誰かの想いを、ちゃんと受け止めようとする。
逃げない。
誤魔化さない。
「俺、ちゃんと考えるわ」
真剣な顔で、そう言った。
「中途半端なこと、したくないし」
「……そうか」
それでいい。
それが、お前の正しさだ。
そして、それが。
俺が絶対に勝てない理由だ。
しばらくの沈黙。
風の音だけが、二人の間を通り過ぎる。
「なあ」
男が、不意に言った。
「お前ってさ」
嫌な予感がした。
「たまに、すげえ遠く見てるよな」
ドクン、と心臓が鳴る。
「なんつーか……ここじゃないどっか見てるみたいな」
鋭いな。
さすがは“勇者”。
無意識のうちに、核心に近づいてくる。
「気のせいだろ」
そう言って、視線を逸らす。
これ以上踏み込まれるのは面倒だ。
「……そっか」
男はそれ以上追及しなかった。
それもまた、こいつらしい。
他人の境界線を、ちゃんと守る。
「じゃあな」
俺は短く言って、歩き出す。
「ああ。

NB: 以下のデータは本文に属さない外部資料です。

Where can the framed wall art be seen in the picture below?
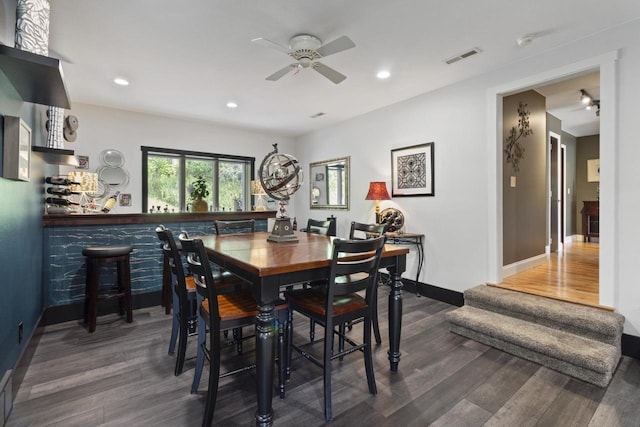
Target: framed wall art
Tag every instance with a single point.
(412, 171)
(17, 149)
(83, 162)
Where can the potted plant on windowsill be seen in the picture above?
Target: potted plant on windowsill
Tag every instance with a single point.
(199, 193)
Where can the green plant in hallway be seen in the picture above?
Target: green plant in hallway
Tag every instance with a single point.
(199, 193)
(514, 150)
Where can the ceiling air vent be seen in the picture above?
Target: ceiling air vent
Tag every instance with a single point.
(463, 55)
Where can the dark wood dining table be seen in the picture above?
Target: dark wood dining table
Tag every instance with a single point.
(270, 266)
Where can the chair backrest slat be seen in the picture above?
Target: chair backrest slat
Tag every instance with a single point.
(354, 265)
(174, 257)
(364, 231)
(200, 267)
(242, 226)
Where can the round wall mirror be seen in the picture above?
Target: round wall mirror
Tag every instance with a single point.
(112, 158)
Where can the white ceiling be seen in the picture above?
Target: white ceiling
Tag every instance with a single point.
(188, 59)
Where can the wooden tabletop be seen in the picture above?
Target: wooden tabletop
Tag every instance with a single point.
(252, 252)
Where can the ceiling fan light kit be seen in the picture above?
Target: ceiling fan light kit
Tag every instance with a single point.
(307, 49)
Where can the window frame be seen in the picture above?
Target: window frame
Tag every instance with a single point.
(183, 155)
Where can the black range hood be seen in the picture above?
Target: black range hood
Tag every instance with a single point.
(36, 78)
(56, 156)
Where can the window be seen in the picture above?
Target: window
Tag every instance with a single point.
(167, 177)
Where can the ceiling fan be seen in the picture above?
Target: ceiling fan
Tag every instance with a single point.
(307, 50)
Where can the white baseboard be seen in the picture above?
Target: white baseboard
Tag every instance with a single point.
(6, 397)
(525, 264)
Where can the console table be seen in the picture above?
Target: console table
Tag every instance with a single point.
(413, 239)
(590, 220)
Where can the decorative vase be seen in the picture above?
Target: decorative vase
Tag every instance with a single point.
(199, 205)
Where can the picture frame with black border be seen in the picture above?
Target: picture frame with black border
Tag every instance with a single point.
(412, 171)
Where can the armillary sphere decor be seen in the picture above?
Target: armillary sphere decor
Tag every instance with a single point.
(281, 176)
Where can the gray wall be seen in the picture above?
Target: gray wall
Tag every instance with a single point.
(573, 227)
(587, 147)
(525, 205)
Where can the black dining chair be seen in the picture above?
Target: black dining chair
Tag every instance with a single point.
(240, 226)
(354, 268)
(220, 312)
(234, 227)
(357, 231)
(184, 297)
(360, 231)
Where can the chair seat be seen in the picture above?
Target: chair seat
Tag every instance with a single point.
(314, 300)
(106, 251)
(237, 305)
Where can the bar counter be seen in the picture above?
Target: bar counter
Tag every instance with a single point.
(66, 235)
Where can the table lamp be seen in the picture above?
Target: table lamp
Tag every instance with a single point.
(377, 191)
(259, 193)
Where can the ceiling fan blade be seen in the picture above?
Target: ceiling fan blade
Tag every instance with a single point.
(329, 72)
(281, 73)
(272, 45)
(338, 45)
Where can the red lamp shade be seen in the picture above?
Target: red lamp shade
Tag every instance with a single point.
(378, 191)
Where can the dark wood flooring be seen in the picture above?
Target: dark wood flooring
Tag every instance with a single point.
(122, 376)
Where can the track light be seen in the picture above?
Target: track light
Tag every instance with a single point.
(588, 100)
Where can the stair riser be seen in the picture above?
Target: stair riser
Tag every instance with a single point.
(609, 338)
(590, 376)
(588, 322)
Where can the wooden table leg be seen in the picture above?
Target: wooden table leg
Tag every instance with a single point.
(395, 313)
(265, 359)
(166, 297)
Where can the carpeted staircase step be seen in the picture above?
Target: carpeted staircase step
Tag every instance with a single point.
(594, 323)
(590, 360)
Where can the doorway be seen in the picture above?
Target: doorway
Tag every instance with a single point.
(607, 66)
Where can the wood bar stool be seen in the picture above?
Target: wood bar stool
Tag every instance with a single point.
(95, 257)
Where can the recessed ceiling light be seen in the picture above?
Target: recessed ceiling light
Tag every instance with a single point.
(524, 40)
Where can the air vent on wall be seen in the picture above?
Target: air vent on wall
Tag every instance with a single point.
(463, 55)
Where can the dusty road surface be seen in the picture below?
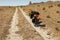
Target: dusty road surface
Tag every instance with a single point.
(14, 28)
(15, 23)
(40, 30)
(6, 14)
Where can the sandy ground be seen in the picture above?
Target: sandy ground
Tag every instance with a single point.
(50, 15)
(26, 30)
(6, 14)
(14, 28)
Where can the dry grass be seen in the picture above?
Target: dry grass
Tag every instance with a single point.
(26, 30)
(6, 14)
(51, 9)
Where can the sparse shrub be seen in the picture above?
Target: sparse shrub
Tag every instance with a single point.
(58, 5)
(23, 9)
(38, 5)
(58, 21)
(44, 8)
(57, 29)
(48, 16)
(1, 9)
(50, 6)
(57, 11)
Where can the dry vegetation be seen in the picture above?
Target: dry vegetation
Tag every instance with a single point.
(26, 30)
(6, 14)
(49, 14)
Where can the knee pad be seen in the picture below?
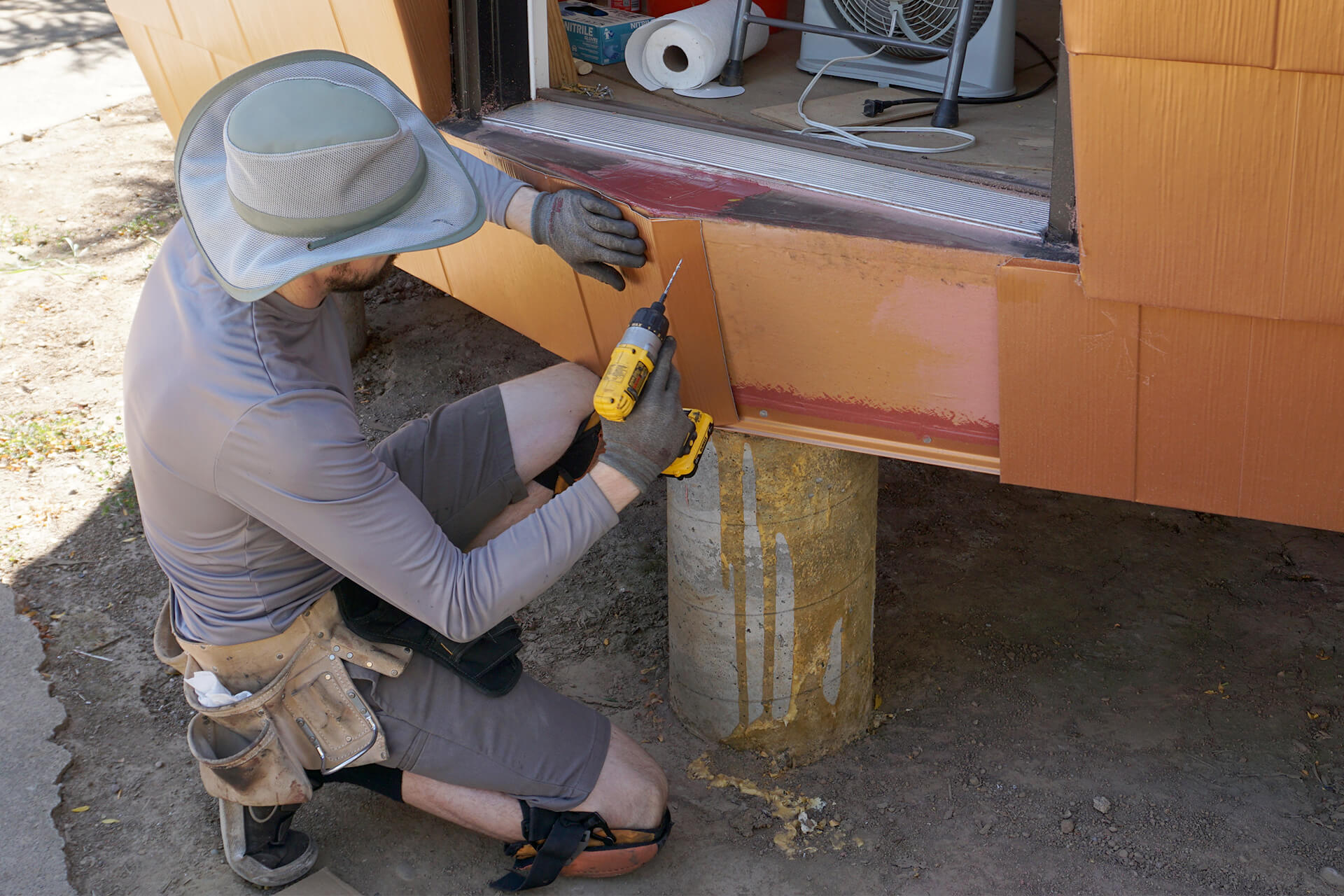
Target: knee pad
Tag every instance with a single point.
(381, 780)
(577, 844)
(577, 458)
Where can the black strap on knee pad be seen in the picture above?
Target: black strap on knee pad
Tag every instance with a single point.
(577, 458)
(381, 780)
(556, 837)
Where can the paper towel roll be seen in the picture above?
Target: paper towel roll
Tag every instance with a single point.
(687, 49)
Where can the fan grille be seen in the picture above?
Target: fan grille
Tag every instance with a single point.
(930, 22)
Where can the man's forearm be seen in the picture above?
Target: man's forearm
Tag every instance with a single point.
(519, 213)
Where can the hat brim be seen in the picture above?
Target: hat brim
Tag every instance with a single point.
(251, 264)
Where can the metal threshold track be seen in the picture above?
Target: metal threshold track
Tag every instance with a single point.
(806, 168)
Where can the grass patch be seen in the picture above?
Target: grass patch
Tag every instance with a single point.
(26, 441)
(14, 234)
(150, 223)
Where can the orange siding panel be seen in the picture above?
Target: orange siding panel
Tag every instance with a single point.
(1183, 176)
(137, 38)
(273, 27)
(405, 39)
(864, 332)
(153, 14)
(425, 265)
(188, 69)
(1294, 440)
(1193, 379)
(211, 24)
(1310, 35)
(1068, 383)
(524, 286)
(1227, 31)
(1313, 281)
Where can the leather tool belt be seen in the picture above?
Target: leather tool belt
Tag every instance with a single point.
(304, 711)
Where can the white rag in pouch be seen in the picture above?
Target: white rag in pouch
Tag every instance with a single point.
(687, 49)
(211, 694)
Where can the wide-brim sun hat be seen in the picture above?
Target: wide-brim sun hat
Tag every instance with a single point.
(312, 159)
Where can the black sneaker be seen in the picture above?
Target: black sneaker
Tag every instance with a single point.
(261, 848)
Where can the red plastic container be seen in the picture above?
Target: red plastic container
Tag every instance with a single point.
(772, 8)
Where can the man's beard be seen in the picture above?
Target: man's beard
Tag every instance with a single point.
(347, 282)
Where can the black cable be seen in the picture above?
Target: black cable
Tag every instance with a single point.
(873, 108)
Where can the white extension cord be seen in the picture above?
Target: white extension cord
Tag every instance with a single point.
(850, 134)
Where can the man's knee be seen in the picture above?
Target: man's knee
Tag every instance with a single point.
(575, 379)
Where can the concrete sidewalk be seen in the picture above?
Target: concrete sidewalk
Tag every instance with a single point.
(61, 59)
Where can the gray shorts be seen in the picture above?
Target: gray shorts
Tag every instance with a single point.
(531, 743)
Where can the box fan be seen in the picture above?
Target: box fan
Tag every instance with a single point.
(990, 55)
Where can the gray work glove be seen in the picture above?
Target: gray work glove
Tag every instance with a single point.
(645, 444)
(589, 232)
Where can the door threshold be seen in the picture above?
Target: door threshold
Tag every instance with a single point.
(797, 167)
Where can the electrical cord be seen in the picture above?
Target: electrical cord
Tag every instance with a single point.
(873, 108)
(850, 134)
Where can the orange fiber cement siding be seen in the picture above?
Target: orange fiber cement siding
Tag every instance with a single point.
(864, 339)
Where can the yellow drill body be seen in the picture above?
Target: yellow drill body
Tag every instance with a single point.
(629, 368)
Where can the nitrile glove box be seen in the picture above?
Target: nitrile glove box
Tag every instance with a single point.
(598, 34)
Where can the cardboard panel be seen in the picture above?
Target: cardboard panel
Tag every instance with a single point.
(211, 24)
(153, 14)
(1310, 35)
(272, 27)
(1313, 279)
(1183, 175)
(407, 41)
(188, 69)
(1193, 375)
(425, 265)
(1068, 383)
(1294, 429)
(137, 38)
(524, 286)
(1227, 31)
(691, 309)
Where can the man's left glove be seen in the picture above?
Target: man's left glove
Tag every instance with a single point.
(589, 232)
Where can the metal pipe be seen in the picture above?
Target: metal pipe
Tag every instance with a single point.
(945, 115)
(732, 76)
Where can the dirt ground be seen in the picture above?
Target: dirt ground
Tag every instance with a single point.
(1038, 654)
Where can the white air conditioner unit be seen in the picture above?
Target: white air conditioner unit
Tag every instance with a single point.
(990, 55)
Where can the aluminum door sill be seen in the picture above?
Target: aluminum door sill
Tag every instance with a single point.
(806, 168)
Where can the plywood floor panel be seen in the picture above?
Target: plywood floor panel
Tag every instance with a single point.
(1068, 383)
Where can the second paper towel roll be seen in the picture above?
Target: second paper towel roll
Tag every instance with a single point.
(687, 49)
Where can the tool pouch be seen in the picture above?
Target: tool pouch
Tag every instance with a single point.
(304, 711)
(489, 663)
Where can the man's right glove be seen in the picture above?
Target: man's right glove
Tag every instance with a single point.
(645, 444)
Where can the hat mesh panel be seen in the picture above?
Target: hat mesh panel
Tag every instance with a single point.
(323, 182)
(251, 260)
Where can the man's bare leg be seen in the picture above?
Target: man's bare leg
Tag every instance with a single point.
(545, 412)
(631, 792)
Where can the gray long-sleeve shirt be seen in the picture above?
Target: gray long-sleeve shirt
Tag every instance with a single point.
(257, 488)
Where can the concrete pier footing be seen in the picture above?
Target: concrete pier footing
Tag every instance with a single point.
(772, 551)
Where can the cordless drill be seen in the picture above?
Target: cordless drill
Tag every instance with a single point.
(632, 362)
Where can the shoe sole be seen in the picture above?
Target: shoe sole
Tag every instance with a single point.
(251, 869)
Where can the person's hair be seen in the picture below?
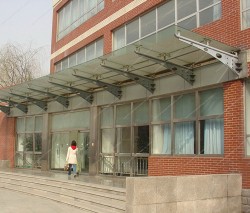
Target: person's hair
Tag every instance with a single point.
(73, 143)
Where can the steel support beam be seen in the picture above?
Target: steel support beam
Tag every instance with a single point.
(230, 60)
(146, 82)
(113, 89)
(83, 94)
(21, 107)
(5, 109)
(39, 103)
(184, 72)
(60, 99)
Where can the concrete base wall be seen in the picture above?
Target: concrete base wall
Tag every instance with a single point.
(180, 194)
(245, 200)
(4, 164)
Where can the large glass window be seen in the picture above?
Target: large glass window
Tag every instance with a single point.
(188, 14)
(29, 142)
(161, 129)
(124, 132)
(196, 126)
(245, 14)
(74, 13)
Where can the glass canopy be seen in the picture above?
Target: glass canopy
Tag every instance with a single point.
(124, 65)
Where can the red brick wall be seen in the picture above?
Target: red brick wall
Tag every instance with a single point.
(7, 138)
(234, 159)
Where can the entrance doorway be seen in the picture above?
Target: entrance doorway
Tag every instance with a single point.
(60, 141)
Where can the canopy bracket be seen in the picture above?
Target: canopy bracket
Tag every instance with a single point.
(60, 99)
(147, 83)
(229, 59)
(113, 89)
(39, 103)
(184, 72)
(83, 94)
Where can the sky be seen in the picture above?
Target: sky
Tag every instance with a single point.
(28, 23)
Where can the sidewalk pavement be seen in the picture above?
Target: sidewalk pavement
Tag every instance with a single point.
(17, 202)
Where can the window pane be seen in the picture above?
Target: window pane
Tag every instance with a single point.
(148, 23)
(123, 138)
(99, 48)
(81, 56)
(20, 125)
(20, 142)
(161, 139)
(132, 31)
(212, 136)
(123, 115)
(38, 142)
(107, 117)
(211, 102)
(185, 8)
(72, 60)
(185, 106)
(211, 14)
(65, 64)
(161, 109)
(29, 124)
(108, 140)
(119, 38)
(206, 3)
(140, 113)
(79, 119)
(166, 14)
(246, 19)
(58, 67)
(90, 52)
(38, 123)
(189, 23)
(141, 139)
(184, 138)
(28, 141)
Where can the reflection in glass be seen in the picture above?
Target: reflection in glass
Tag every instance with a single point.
(123, 140)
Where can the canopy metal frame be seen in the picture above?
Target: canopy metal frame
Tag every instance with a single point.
(229, 59)
(39, 103)
(111, 88)
(60, 99)
(88, 96)
(144, 81)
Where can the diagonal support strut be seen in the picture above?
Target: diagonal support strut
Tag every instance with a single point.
(230, 60)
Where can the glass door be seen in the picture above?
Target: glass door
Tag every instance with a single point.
(83, 155)
(60, 143)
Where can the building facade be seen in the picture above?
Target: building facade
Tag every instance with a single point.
(146, 88)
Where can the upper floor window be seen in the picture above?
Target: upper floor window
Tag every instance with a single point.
(91, 51)
(189, 14)
(245, 14)
(75, 13)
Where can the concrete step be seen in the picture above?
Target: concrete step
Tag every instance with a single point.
(90, 197)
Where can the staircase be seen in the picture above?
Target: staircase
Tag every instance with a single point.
(92, 198)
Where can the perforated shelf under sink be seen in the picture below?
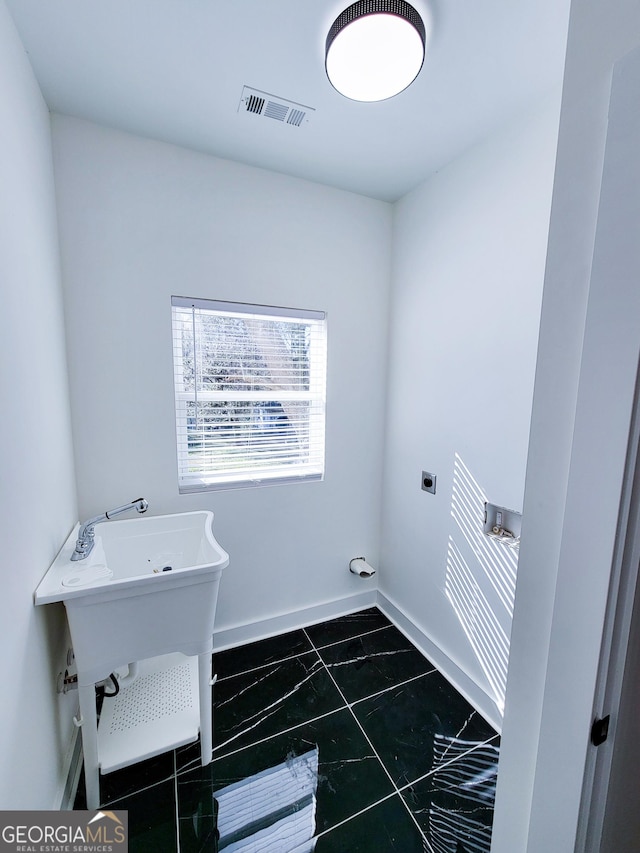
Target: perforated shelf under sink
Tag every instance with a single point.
(157, 712)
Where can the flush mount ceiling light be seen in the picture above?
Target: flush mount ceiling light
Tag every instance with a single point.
(375, 49)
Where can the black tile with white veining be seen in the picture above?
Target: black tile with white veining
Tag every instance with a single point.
(404, 722)
(327, 761)
(152, 819)
(373, 662)
(121, 783)
(151, 814)
(385, 828)
(454, 804)
(345, 627)
(268, 700)
(260, 653)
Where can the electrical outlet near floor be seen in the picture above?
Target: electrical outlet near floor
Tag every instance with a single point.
(428, 482)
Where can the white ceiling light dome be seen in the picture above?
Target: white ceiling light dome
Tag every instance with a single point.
(375, 49)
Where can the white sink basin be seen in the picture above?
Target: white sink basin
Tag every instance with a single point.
(149, 587)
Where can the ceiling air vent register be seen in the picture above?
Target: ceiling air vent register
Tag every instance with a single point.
(271, 106)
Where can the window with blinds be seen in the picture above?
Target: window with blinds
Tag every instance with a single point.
(250, 393)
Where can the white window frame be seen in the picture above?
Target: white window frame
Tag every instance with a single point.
(299, 459)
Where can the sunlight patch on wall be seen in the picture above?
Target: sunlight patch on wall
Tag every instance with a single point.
(499, 562)
(488, 639)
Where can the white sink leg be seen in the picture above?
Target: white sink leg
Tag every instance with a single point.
(89, 731)
(206, 726)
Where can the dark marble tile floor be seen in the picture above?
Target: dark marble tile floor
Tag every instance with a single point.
(338, 738)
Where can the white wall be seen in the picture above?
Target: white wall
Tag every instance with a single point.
(37, 497)
(469, 255)
(585, 380)
(141, 221)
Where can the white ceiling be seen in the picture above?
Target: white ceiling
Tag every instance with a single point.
(174, 70)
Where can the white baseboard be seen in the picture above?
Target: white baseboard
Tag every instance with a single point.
(227, 638)
(239, 634)
(464, 684)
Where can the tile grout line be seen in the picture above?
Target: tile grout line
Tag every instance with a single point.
(448, 763)
(395, 787)
(346, 707)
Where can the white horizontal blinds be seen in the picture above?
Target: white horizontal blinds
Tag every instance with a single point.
(250, 393)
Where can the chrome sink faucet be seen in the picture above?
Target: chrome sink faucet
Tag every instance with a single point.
(86, 540)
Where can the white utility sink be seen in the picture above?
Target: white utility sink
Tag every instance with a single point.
(148, 588)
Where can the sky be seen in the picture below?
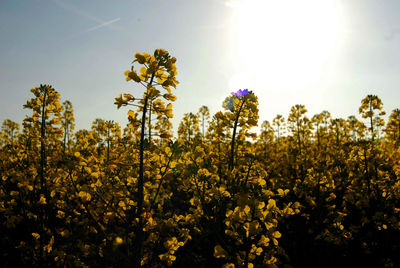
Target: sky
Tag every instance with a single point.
(325, 54)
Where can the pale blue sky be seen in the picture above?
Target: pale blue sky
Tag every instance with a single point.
(83, 47)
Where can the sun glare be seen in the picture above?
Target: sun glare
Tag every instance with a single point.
(285, 42)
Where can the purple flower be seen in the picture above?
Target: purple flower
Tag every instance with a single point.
(240, 93)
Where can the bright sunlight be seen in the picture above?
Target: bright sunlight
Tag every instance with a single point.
(286, 38)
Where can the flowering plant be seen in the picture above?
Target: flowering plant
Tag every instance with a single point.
(240, 93)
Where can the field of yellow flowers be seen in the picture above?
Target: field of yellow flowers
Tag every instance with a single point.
(305, 192)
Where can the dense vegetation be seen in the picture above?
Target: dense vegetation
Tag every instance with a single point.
(305, 192)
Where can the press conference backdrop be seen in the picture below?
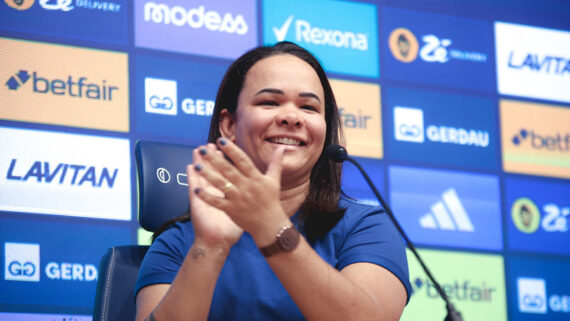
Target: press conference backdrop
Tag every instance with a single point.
(460, 110)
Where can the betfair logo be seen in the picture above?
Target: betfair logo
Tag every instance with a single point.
(78, 87)
(448, 214)
(556, 142)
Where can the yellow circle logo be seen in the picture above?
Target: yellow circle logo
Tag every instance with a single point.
(525, 215)
(20, 4)
(403, 45)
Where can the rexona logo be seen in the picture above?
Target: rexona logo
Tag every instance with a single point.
(63, 174)
(197, 27)
(348, 45)
(195, 18)
(161, 97)
(477, 289)
(533, 297)
(409, 127)
(535, 138)
(536, 65)
(63, 85)
(22, 263)
(360, 114)
(304, 32)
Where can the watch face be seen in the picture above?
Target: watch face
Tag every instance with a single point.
(289, 239)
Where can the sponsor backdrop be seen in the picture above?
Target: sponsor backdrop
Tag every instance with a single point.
(459, 111)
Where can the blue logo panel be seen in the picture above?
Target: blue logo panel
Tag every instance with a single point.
(454, 209)
(438, 49)
(538, 215)
(340, 33)
(443, 129)
(354, 184)
(101, 21)
(175, 99)
(39, 257)
(539, 290)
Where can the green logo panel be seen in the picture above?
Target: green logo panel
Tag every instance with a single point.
(475, 284)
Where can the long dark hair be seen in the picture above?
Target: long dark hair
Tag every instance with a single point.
(319, 212)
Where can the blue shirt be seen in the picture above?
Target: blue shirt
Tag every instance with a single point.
(247, 288)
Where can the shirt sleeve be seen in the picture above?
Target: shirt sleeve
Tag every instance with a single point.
(165, 256)
(370, 236)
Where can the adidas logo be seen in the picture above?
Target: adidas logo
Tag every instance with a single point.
(447, 214)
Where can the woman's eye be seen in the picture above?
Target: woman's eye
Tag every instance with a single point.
(269, 103)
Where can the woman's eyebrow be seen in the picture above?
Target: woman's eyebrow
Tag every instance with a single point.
(280, 92)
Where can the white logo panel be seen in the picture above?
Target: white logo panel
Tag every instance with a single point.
(65, 174)
(532, 295)
(448, 214)
(22, 262)
(409, 124)
(160, 96)
(533, 62)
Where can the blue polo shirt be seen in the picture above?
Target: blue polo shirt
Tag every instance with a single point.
(247, 288)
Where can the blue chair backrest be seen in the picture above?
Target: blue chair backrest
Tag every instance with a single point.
(162, 182)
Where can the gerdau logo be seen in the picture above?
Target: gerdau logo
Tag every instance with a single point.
(196, 18)
(304, 32)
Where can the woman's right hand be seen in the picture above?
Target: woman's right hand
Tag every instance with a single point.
(211, 225)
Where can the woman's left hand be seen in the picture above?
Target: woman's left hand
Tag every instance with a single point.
(252, 198)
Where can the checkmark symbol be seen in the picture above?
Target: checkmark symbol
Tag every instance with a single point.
(281, 32)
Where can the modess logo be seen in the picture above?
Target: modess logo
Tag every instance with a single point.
(427, 125)
(360, 113)
(197, 27)
(22, 263)
(161, 97)
(348, 45)
(477, 289)
(196, 18)
(437, 49)
(536, 65)
(63, 174)
(448, 208)
(533, 297)
(535, 138)
(90, 91)
(67, 5)
(409, 126)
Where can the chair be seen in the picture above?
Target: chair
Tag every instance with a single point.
(162, 195)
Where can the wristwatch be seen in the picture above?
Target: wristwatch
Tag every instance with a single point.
(287, 240)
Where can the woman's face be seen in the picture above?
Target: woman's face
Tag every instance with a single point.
(282, 102)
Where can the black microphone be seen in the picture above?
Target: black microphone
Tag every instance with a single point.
(338, 154)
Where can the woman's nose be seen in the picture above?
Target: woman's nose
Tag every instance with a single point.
(289, 116)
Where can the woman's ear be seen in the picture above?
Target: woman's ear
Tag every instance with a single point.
(227, 125)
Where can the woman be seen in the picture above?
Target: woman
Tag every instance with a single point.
(262, 178)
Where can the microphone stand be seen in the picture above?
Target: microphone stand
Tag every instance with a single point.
(452, 313)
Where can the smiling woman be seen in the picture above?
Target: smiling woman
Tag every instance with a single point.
(271, 236)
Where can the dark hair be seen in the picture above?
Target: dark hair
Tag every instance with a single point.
(319, 212)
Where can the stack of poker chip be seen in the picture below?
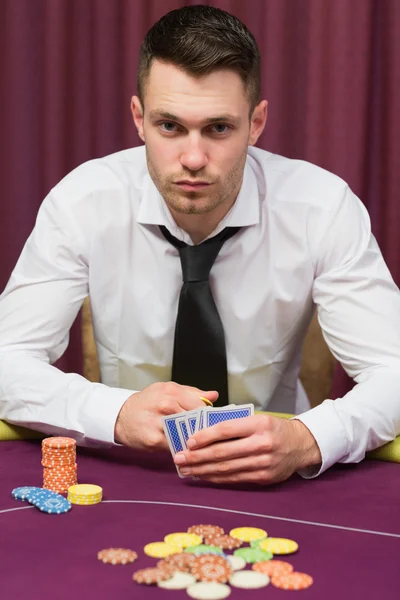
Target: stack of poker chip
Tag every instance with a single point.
(59, 464)
(85, 494)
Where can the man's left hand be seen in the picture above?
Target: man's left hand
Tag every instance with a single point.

またな」
背後から、そんな声が聞こえた。
また、ね。
その言葉に、少しだけ笑いそうになる。
──もう会うことはない。
少なくとも、“人間として”は、な。
角を曲がり、校舎が見えなくなったところで、足を止めた。
周囲に人の気配はない。
風の音と、遠くの車の音だけ。
「……くだらないな」
ぽつりと呟く。
胸の奥に残る違和感。
これは、未練だ。
たった三年の、偽物の時間に対する。
そんなもの。
本来の俺には、必要ない。
「──いい加減、戻るか」
そう言った瞬間。
空気が、わずかに歪んだ。
視界の端で、何かが揺らぐ。
影が、濃くなる。
足元から、黒い何かがじわりと広がっていく。
人間の世界には、本来存在しない“気配”。
「久しぶりだな」
誰に言うでもなく、そう呟く。
応える者はいない。
だが、それでいい。
これは確認だ。
自分自身への。
──俺は何者か。
その答えを、思い出すための。
胸の奥で、何かが目を覚ます。
冷たくて、重くて、圧倒的な“力”。
この三年間、ずっと押し込めていたもの。
「……やっぱり、落ち着くな」
小さく息を吐く。
人間の体に馴染ませていた違和感が、ゆっくりとほどけていく。
その代わりに戻ってくるのは。
かつて、世界を震え上がらせた存在としての感覚。
恐れられ、討たれ、そして──
負けた。
「……あいつに」
思い出す。
あの光。
まっすぐで、眩しくて、どうしようもなく正しかった力。
剣を振るうその姿は、まさに“勇者”そのものだった。
だから、負けた。
力ではなく、その在り方で。
「似てるんだよな」
今日、話したあいつ。
名前を呼ぶまでもない。
あの男は、あの時の勇者に、よく似ている。
だからこそ。
あいつは選ばれる。
人に。
そして、きっと──世界にも。
「……勝てるわけ、ないか」
自嘲気味に笑う。
恋も。
戦いも。
結局、同じだ。
正しい側が勝つ。
それだけの話。
風が吹く。
どこからか流れてきた桜の花びらが、ひとひら、俺の肩に落ちた。
「……似合わねえな」
指でつまんで、落とす。
ひらりと舞って、地面に消える。
それを見届けてから、俺は顔を上げた。
「……行くか」
もう、迷う理由はない。
人間としての時間は終わった。
恋も、終わった。
なら、あとは。
元に戻るだけだ。
魔王として。
あるべき場所へ。
あるべき姿へ。
ゆっくりと、歩き出す。
その足取りに、もう迷いはなかった。